Prove True/False that n^3-n is Always Divisible By 6

[CheesyPeeps]

Homework Statement

For all natural numbers n, prove whether the following is true or false:
n³-n is always divisible by 6.

From SQA Advanced Higher Mathematics 2006 Exam Paper

Homework Equations

I can choose from the following types of proof:
Direct proof
Proof by contradiction
Proof by contrapositive
Proof by induction

The Attempt at a Solution

I know the statement is true, but proving it has been more difficult than I thought it would be!
I tried proof by induction, but got stuck with trying to prove true for n=k+1. I then tried proving the statement true for n=2k (even number) and n=2m+1 (odd number), but again, I didn't seem to be getting anywhere.
Am I along the right lines, or should I be trying something different?

 

[fresh_42]

Try to factor $n^3-n$ and see what you can say about the factors.

 

[andrewkirk]

Am I along the right lines

A simple direct proof is possible. Start by factorising $n^3-n$ into three integer factors.

EDIT: Now I am jinxed and will have to wait for somebody to say my name before I can speak aloud again.

 

[CheesyPeeps]

Try to factor $n^3-n$ and see what you can say about the factors.

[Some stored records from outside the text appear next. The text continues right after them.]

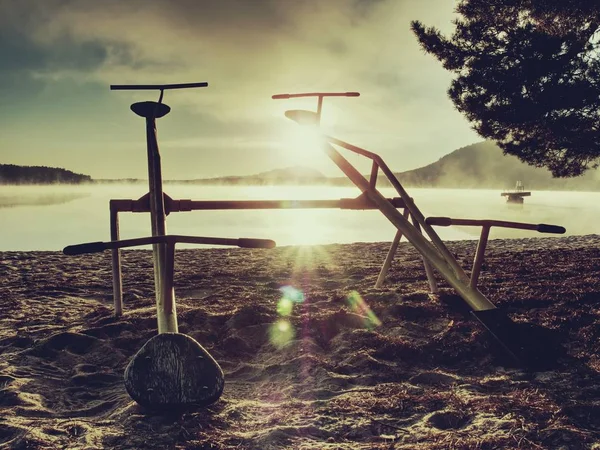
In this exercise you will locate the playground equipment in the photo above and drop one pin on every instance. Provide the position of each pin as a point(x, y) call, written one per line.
point(434, 252)
point(171, 369)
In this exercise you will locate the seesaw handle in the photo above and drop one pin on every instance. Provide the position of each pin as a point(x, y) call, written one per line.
point(95, 247)
point(143, 87)
point(544, 228)
point(255, 243)
point(89, 247)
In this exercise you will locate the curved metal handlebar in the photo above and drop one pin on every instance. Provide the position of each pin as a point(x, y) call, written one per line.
point(96, 247)
point(316, 94)
point(143, 87)
point(541, 227)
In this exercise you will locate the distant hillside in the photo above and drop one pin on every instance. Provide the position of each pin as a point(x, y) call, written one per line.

Okay, so I've factorised it and found that $n^3-n$ is always even and therefore always divisible by 2. In order for it to be divisible by 6, it must be divisible by 2 and 3, but I'm not sure how to go about proving that it's divisible by 3.

EDIT: I looked up the divisibility rule for 3, and found it expressed as $n(n+1)(n-1)$ which is exactly what I have from factorising $n^3-n$!

 

[fresh_42]

What kind of numbers are $n-1\, , \,n\, , \,n+1$?